What was remarkable about the case, however, was that the appellant’s lawyer was slammed by the court for failing to disclose the controlling legal authority to the court. This is a rookie mistake that undercuts a lawyer’s credibility with the court; it is unethical, and it is a tactic doomed to fail.
In Re Estate of Hartle, 2016 WL 3185115 (June 2016) involved a bequest of the residuary estate: one-third to A, one-third to B, and one-third to C. Both A and B predeceased the decedent. The appellant, C, was the surviving one-third legatee and believed that he was entitled to the entire estate. The will lacked any language purporting to impose survivorship. Appellant’s claim was that the anti-lapse statute (Est. & Trusts § 4-403) only applies to avoid a bequest slipping into intestacy because there are no other named takers.
The Orphans’ Court and the Court of Special Appeals pointed to Est. & Trust § 4-403 to hold that the residue should be still distributed in thirds; with each third for the predeceased legatee going to his or her heirs.
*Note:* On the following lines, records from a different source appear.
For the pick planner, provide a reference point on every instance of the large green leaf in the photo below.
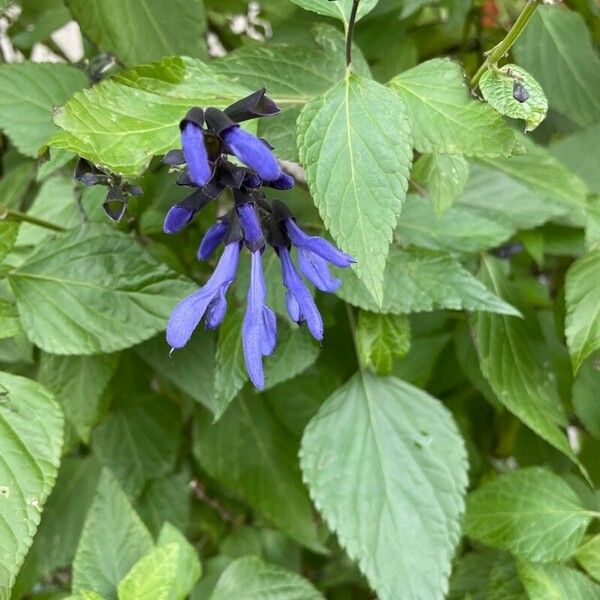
(513, 359)
(556, 49)
(139, 441)
(252, 454)
(387, 468)
(422, 281)
(113, 540)
(31, 435)
(531, 512)
(252, 579)
(29, 93)
(354, 142)
(444, 116)
(582, 326)
(140, 31)
(123, 122)
(93, 290)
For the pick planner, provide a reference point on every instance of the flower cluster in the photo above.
(209, 139)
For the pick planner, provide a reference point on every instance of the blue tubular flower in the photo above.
(196, 155)
(259, 331)
(209, 298)
(300, 304)
(211, 240)
(252, 151)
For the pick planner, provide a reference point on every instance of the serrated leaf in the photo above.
(401, 525)
(530, 512)
(31, 437)
(78, 383)
(253, 579)
(444, 176)
(93, 290)
(445, 118)
(260, 465)
(339, 9)
(30, 92)
(513, 92)
(582, 325)
(122, 122)
(139, 441)
(557, 582)
(514, 361)
(381, 338)
(422, 281)
(142, 32)
(354, 143)
(113, 540)
(557, 50)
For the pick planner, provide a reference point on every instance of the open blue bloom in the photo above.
(314, 253)
(195, 153)
(252, 151)
(259, 330)
(209, 300)
(300, 303)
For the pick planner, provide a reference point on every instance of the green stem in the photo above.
(7, 214)
(497, 52)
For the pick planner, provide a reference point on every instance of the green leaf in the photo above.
(140, 32)
(354, 143)
(93, 290)
(444, 176)
(253, 579)
(260, 466)
(530, 512)
(557, 50)
(421, 281)
(401, 524)
(582, 325)
(30, 92)
(123, 122)
(339, 9)
(191, 368)
(79, 383)
(139, 441)
(557, 582)
(498, 87)
(381, 338)
(513, 359)
(588, 556)
(31, 436)
(113, 540)
(445, 118)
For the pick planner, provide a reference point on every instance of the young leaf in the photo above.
(401, 525)
(93, 290)
(582, 326)
(30, 92)
(113, 540)
(253, 579)
(31, 437)
(445, 118)
(355, 146)
(421, 281)
(531, 512)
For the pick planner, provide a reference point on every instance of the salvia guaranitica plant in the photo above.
(299, 299)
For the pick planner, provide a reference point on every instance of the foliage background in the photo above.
(443, 442)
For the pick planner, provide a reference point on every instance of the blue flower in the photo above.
(259, 330)
(195, 153)
(300, 303)
(209, 300)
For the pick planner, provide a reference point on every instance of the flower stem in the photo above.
(7, 214)
(350, 32)
(497, 52)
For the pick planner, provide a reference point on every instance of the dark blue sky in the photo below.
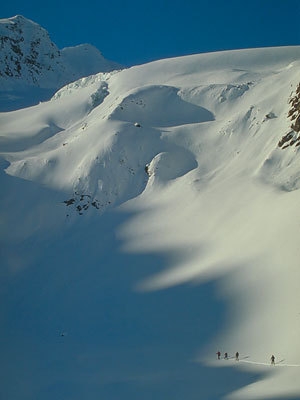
(135, 32)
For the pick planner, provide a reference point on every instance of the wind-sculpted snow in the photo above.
(152, 214)
(32, 68)
(155, 106)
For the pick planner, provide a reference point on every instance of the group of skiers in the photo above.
(237, 354)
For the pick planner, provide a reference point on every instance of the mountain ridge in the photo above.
(29, 60)
(150, 219)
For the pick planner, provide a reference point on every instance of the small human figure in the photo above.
(273, 360)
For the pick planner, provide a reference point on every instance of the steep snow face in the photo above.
(28, 57)
(200, 156)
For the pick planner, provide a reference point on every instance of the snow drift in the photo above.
(153, 213)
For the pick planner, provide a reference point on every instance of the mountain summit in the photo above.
(29, 60)
(149, 218)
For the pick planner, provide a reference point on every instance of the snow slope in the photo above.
(32, 68)
(149, 219)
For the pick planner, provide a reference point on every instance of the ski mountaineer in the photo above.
(273, 360)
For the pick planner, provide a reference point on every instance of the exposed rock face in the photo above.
(30, 60)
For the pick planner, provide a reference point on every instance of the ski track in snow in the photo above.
(278, 364)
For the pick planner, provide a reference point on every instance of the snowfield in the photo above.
(149, 218)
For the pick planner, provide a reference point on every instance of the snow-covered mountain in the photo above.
(31, 62)
(149, 218)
Prior to the establishment of the anti-lapse statute in Maryland, common law would have had bequests to predeceased legatees lapse or fail. The common law rule was reversed by the Acts of 1810. The anti-lapse statute transfers such devises to the legatees named in the deceased legatee’s will, or if the deceased legatee died intestate, to his or her heirs at law. Consequently, unless a will imposes a requirement of survivorship, a legacy to a predeceased legatee passes to those persons then living who would be entitled to take as distributees of that legatee. The statute also provides that bequest falling within the scope of Est. & Trusts § 4-403 goes directly to the distributees of the deceased legatee and is not exposed to the creditors of the deceased legatee.
The Court of Special Appeals rested its interpretation of the anti-lapse statute on two recent cases: Kelly v. Duvall, 441 Md. 275 (2015) and Roe v. Roe, 124 Md.App. 89 (1998). Neither of these cases was referenced by appellant in his brief. Importantly, the Court notes: “Appellant failed to distinguish Roe and Kelly in his brief. Indeed, appellant never even mentioned Roe or Kelly. We find disturbing the fact that appellant’s counsel did not cite to the leading, in our view controlling, cases on the issue presented in the instant appeal. See Md. Lawyers’ Rules of Prof’l Conduct R. 3.3(a)(3) (‘A lawyer shall not knowingly … fail to disclose to the tribunal legal authority in the controlling jurisdiction known to the lawyer to be directly adverse to the position of the client and not disclosed by opposing client.’).” In re Estate of Hartle, 2016 WL 3185115, n.4 (June 2016).
A lawyer, of course, may push the limits of settled law and, indeed, call for its reversal. The common law is an organic process. What a lawyer may not do is pretend that the settled law does not exist. Caveat Actor.